El 25 de abril de 2010, tras más de dos años de viaje, Christopher llegaba a España.
Los papeles le permitieron evitar el Centro de Internamiento de Extranjeros de Algeciras, acabando en la Cruz Roja de Puente Genil. Desde entonces, su vida ha pivotado entre la búsqueda de un empleo y residencia en un país que agradece por haberle acogido, pero que curiosamente a mí solo me hace sentirme culpable. No puedo evitar mencionar en la entrevista una autocrítica por cómo tratan la inmigración las naciones europeas y, aunque con mis palabras pretendo explorar una reacción de solidaridad con mi entrevistado, Christopher me sorprende cuando no se muestra complaciente con mis declaraciones: sabe de sobra que esta situación se fomenta desde ambos lados del Mediterráneo.
Christopher
Necesitamos un respiro. No sabemos qué hora es, y tampoco nos interesa: solo queremos desahogarnos. Hablamos de tribunas y escaños. Como zoon politikón que somos, nos volvemos dos cuñados que charlan en un inglés campechano, compitiendo por ver quién tiene más cuentas en Suiza, si tal ministro nigeriano o cual político español.
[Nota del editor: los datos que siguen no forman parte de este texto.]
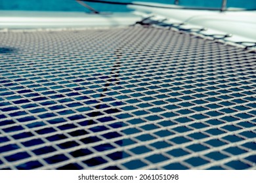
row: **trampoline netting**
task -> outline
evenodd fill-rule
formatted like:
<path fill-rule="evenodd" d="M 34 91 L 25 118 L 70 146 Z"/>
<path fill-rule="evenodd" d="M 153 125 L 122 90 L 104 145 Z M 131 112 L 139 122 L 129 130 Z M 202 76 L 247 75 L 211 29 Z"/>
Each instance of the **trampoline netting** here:
<path fill-rule="evenodd" d="M 1 169 L 254 169 L 256 54 L 133 26 L 0 33 Z"/>

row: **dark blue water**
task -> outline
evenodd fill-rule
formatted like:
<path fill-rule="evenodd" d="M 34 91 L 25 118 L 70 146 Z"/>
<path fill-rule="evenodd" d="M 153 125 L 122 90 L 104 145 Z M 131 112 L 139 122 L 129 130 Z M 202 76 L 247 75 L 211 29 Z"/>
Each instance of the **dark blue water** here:
<path fill-rule="evenodd" d="M 110 0 L 108 0 L 110 1 Z M 131 0 L 111 0 L 118 2 L 131 2 Z M 156 2 L 174 4 L 175 0 L 138 0 L 137 1 Z M 180 0 L 180 5 L 185 6 L 199 6 L 219 7 L 222 0 Z M 99 11 L 129 11 L 125 6 L 91 3 L 88 5 Z M 255 8 L 255 0 L 228 0 L 227 6 Z M 0 10 L 43 10 L 43 11 L 87 11 L 75 0 L 1 0 Z"/>

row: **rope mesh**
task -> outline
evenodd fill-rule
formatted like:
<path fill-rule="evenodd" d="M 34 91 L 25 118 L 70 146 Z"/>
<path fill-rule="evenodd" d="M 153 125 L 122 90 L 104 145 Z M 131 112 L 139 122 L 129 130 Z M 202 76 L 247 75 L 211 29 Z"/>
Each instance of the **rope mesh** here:
<path fill-rule="evenodd" d="M 0 33 L 1 169 L 255 169 L 253 52 L 135 26 Z"/>

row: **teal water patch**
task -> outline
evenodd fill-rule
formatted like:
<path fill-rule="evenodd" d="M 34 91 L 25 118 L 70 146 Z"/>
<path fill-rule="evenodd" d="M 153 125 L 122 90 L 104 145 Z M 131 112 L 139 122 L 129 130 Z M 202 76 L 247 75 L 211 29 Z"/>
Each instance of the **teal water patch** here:
<path fill-rule="evenodd" d="M 110 0 L 108 0 L 110 1 Z M 111 0 L 112 1 L 130 3 L 130 0 Z M 153 2 L 172 4 L 175 0 L 139 0 L 136 1 Z M 240 7 L 245 8 L 255 8 L 255 0 L 228 0 L 228 7 Z M 220 7 L 222 0 L 180 0 L 179 4 L 183 6 L 196 6 L 205 7 Z M 102 3 L 86 3 L 98 11 L 104 12 L 127 12 L 131 10 L 125 6 L 108 5 Z M 89 10 L 75 2 L 75 0 L 1 0 L 0 10 L 37 10 L 37 11 L 85 11 Z"/>

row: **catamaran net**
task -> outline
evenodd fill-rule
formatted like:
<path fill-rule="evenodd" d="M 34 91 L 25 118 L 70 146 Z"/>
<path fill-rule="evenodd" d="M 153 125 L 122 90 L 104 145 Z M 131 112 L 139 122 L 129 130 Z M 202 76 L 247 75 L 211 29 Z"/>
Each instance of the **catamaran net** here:
<path fill-rule="evenodd" d="M 255 169 L 256 54 L 133 26 L 0 33 L 1 169 Z"/>

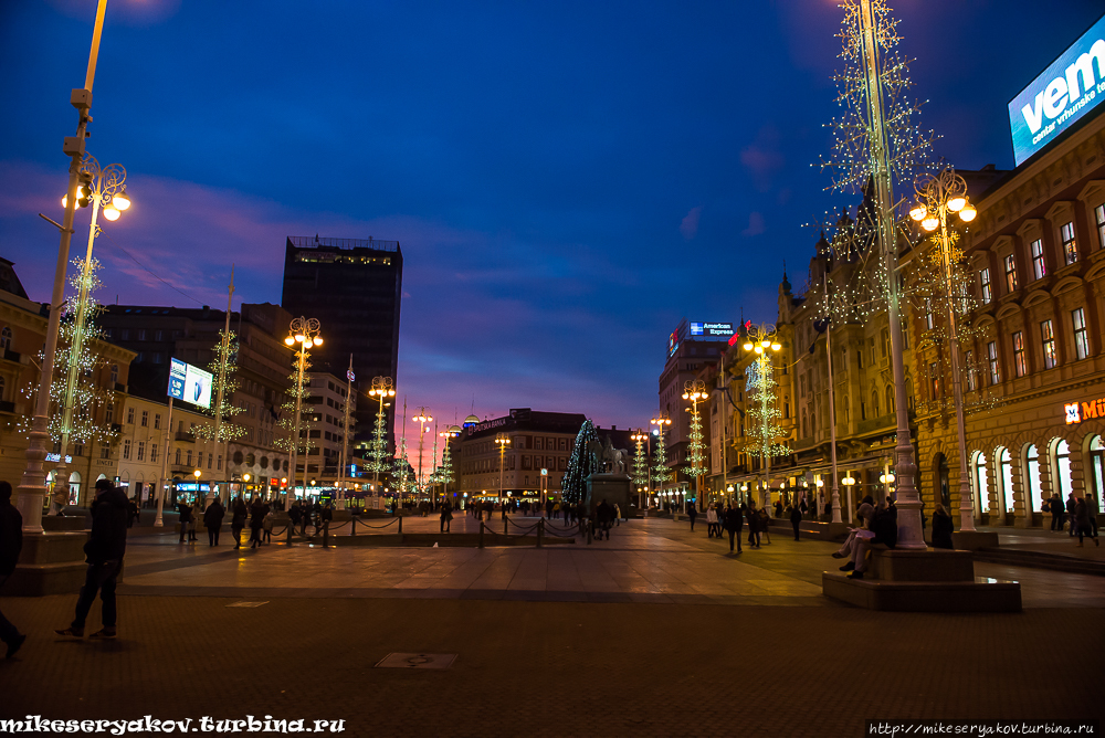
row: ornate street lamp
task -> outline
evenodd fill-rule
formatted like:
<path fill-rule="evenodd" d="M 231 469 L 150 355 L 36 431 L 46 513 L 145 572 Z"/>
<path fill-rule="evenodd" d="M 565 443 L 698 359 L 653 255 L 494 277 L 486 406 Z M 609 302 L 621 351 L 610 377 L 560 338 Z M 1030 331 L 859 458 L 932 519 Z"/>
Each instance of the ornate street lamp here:
<path fill-rule="evenodd" d="M 945 167 L 936 175 L 926 175 L 914 184 L 917 191 L 916 204 L 909 211 L 909 218 L 920 222 L 928 232 L 940 229 L 936 234 L 936 243 L 940 249 L 940 262 L 944 267 L 944 286 L 948 308 L 948 342 L 951 354 L 951 387 L 956 403 L 956 430 L 959 434 L 959 529 L 975 530 L 975 502 L 971 497 L 970 482 L 967 476 L 967 432 L 964 424 L 964 391 L 959 366 L 959 336 L 956 321 L 956 301 L 964 301 L 966 295 L 956 294 L 953 265 L 959 262 L 961 251 L 955 247 L 954 236 L 948 232 L 948 214 L 959 213 L 959 220 L 969 223 L 975 220 L 977 211 L 967 198 L 967 182 L 951 167 Z"/>
<path fill-rule="evenodd" d="M 319 335 L 320 324 L 318 318 L 298 317 L 292 320 L 288 328 L 287 338 L 284 342 L 295 348 L 295 424 L 292 431 L 292 484 L 287 487 L 285 508 L 292 509 L 295 502 L 295 465 L 296 456 L 299 452 L 299 418 L 303 410 L 303 375 L 309 366 L 307 357 L 311 356 L 311 348 L 323 345 L 323 337 Z M 303 495 L 307 495 L 307 460 L 303 460 Z"/>

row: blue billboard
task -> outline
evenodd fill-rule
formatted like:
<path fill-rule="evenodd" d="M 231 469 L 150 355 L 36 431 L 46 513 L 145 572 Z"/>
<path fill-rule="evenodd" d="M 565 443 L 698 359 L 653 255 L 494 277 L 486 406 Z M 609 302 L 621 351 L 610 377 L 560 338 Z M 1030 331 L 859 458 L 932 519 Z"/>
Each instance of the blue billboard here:
<path fill-rule="evenodd" d="M 1105 15 L 1009 103 L 1020 166 L 1105 99 Z"/>

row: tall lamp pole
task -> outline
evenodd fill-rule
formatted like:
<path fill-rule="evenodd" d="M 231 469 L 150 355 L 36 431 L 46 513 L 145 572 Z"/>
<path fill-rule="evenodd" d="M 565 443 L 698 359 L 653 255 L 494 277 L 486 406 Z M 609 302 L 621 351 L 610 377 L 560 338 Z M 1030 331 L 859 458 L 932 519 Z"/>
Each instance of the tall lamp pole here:
<path fill-rule="evenodd" d="M 298 317 L 292 320 L 287 338 L 284 342 L 296 347 L 295 351 L 295 426 L 292 431 L 292 482 L 287 487 L 287 495 L 284 509 L 291 510 L 292 503 L 295 502 L 295 465 L 299 452 L 299 417 L 303 410 L 303 373 L 307 370 L 307 357 L 311 356 L 311 347 L 322 346 L 323 337 L 319 336 L 318 318 Z M 307 460 L 303 462 L 303 495 L 307 495 Z"/>
<path fill-rule="evenodd" d="M 31 421 L 31 432 L 28 434 L 27 465 L 23 478 L 19 485 L 19 496 L 15 506 L 23 517 L 23 530 L 42 533 L 42 506 L 46 495 L 45 471 L 46 442 L 50 440 L 48 430 L 50 413 L 50 383 L 54 375 L 54 355 L 57 352 L 57 326 L 61 316 L 62 301 L 65 296 L 65 274 L 69 271 L 70 241 L 73 236 L 73 214 L 77 200 L 77 182 L 80 181 L 81 162 L 84 159 L 84 139 L 87 138 L 88 123 L 92 116 L 92 83 L 96 76 L 96 60 L 99 56 L 99 38 L 104 31 L 104 14 L 107 12 L 107 0 L 99 0 L 96 7 L 96 24 L 92 31 L 92 49 L 88 52 L 88 68 L 84 77 L 84 87 L 70 93 L 70 104 L 77 109 L 76 135 L 66 137 L 62 143 L 62 152 L 70 157 L 70 179 L 65 189 L 65 215 L 62 218 L 61 243 L 57 246 L 57 265 L 54 267 L 54 286 L 50 294 L 50 315 L 46 319 L 45 346 L 43 347 L 42 368 L 39 372 L 39 393 L 34 402 L 34 418 Z M 62 458 L 65 450 L 62 450 Z"/>
<path fill-rule="evenodd" d="M 917 201 L 909 211 L 909 217 L 920 221 L 920 226 L 928 232 L 940 229 L 936 243 L 940 249 L 940 265 L 944 270 L 948 344 L 951 349 L 951 387 L 955 392 L 956 430 L 959 434 L 959 529 L 974 531 L 975 500 L 967 475 L 967 431 L 964 422 L 962 377 L 959 371 L 959 336 L 955 309 L 956 301 L 964 299 L 966 295 L 956 294 L 953 265 L 959 261 L 957 253 L 959 250 L 955 249 L 953 236 L 948 233 L 948 214 L 959 213 L 959 220 L 969 223 L 975 220 L 977 211 L 967 200 L 967 182 L 951 167 L 945 167 L 937 175 L 924 177 L 915 184 L 915 189 Z"/>

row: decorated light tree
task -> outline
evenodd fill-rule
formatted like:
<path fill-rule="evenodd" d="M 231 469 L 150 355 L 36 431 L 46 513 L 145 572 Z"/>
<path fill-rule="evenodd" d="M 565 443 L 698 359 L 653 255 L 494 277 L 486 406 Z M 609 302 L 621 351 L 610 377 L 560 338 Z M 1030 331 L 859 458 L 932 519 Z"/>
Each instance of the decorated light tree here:
<path fill-rule="evenodd" d="M 585 420 L 576 434 L 576 445 L 571 449 L 568 471 L 565 472 L 560 486 L 564 500 L 570 505 L 578 505 L 587 498 L 587 477 L 596 471 L 590 445 L 596 441 L 598 436 L 594 434 L 594 425 L 590 420 Z"/>

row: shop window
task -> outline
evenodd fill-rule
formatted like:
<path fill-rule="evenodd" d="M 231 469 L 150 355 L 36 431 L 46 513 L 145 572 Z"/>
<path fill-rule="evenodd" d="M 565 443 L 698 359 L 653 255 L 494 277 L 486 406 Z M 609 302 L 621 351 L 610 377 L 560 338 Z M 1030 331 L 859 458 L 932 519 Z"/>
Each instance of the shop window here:
<path fill-rule="evenodd" d="M 1086 314 L 1083 308 L 1071 310 L 1071 324 L 1074 326 L 1074 358 L 1085 359 L 1090 356 L 1090 336 L 1086 333 Z"/>
<path fill-rule="evenodd" d="M 1042 280 L 1048 274 L 1048 264 L 1043 259 L 1043 240 L 1036 239 L 1029 249 L 1032 250 L 1032 277 Z"/>
<path fill-rule="evenodd" d="M 1074 222 L 1063 223 L 1059 234 L 1063 241 L 1063 257 L 1067 264 L 1075 263 L 1078 261 L 1078 246 L 1074 242 Z"/>
<path fill-rule="evenodd" d="M 1043 346 L 1043 368 L 1051 369 L 1055 366 L 1055 330 L 1052 328 L 1051 320 L 1044 320 L 1040 324 L 1040 342 Z"/>

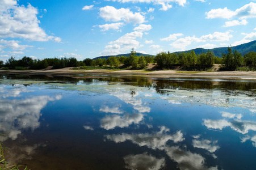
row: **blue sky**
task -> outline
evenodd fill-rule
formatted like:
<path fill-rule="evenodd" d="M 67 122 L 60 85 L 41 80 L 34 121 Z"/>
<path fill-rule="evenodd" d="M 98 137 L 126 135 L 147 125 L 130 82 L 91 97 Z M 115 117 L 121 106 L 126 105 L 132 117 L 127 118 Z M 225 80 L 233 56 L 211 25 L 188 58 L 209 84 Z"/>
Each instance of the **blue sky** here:
<path fill-rule="evenodd" d="M 234 46 L 255 23 L 255 0 L 0 0 L 0 60 Z"/>

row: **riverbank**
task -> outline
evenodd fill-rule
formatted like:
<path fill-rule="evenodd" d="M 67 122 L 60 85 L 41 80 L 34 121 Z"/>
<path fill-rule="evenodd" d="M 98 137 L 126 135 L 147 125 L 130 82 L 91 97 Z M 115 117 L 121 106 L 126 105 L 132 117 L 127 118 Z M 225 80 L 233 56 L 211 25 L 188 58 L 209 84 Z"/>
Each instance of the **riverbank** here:
<path fill-rule="evenodd" d="M 69 75 L 74 78 L 81 78 L 83 74 L 89 75 L 116 75 L 130 76 L 140 75 L 150 76 L 153 78 L 170 78 L 170 77 L 199 77 L 208 78 L 224 78 L 224 79 L 243 79 L 256 80 L 256 72 L 255 71 L 189 71 L 175 70 L 158 70 L 153 71 L 145 71 L 143 70 L 72 70 L 73 67 L 66 67 L 60 69 L 53 70 L 0 70 L 1 75 L 5 74 L 22 74 L 22 75 L 37 75 L 47 74 L 53 75 Z"/>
Aunque bromeamos, en el fondo me aflige el pesimismo de Christopher. «En Nigeria no tenemos voz, no le importamos a nuestro presidente ¿Es ese un lugar al que llamar “país”?». Un dolor que sin embargo le impide esconder cuánto ama su tierra, su cultura y su gente, no perdiendo un minuto en recomendarme que visite su país, retándome a perderme en los bosques donde jugaba de niño.
Nos acercamos al final, lo presiento cuando sus gestos comienzan a tornarse más serenos, más melifluos. Con la vista atravesando la línea del sol, orienta sus frases hacia el futuro: «Quiero que mi esposa e hijo vengan a España». A pesar de no haberlos visto en los últimos diez años, algo que no es fácil para él, no ha dejado en ningún momento de pensar en ellos. Todos los meses, por mínima que sea la ganancia, manda a casa los ahorros, esperando pacientemente el reencuentro, donde su deuda no se encuentra en las facturas de luz y agua que a duras penas puede pagar cada mes, sino en no ver a su familia. Me regala un último mensaje, una frase cuya importancia en ese momento la elevo a las históricas citas de aquellos famosos autores y poetas de las lenguas del Viejo Mundo: «Me haría muy, muy feliz que mi hijo pudiera estudiar en la universidad». Le tiembla el labio, y ha girado su rostro.
Sacrificio y amor.
Guarda silencio, lo que hace darme cuenta cómo la puesta de sol estaba quemando mi perfil derecho. Es momento de irnos, pero antes ruego por un par de fotos, aquellas que en toda la entrevista me ha negado. Las admite con una condición: solo una, y quiere que salga en ella. Una imagen de los dos, sencilla, pero que realizo con una sonrisa triunfante. Nos despedimos hasta dos veces, cada una con un sentido apretón de manos, con la sensación de no vernos en una temporada. Quién diría apenas unos días después que sus manos serían las últimas que estrecharía después de la proclamación del Estado de alerta por COVID-19
Mientras me alejo, siento sobre mis suelas las ramas aplastarse a mi paso, la arena infernal que se cuela en mis zapatillas, los rocosos acantilados punzarme los dedos de mis pies. Cuando llego a la parada, me viene el salado aroma a orillas del Mediterráneo.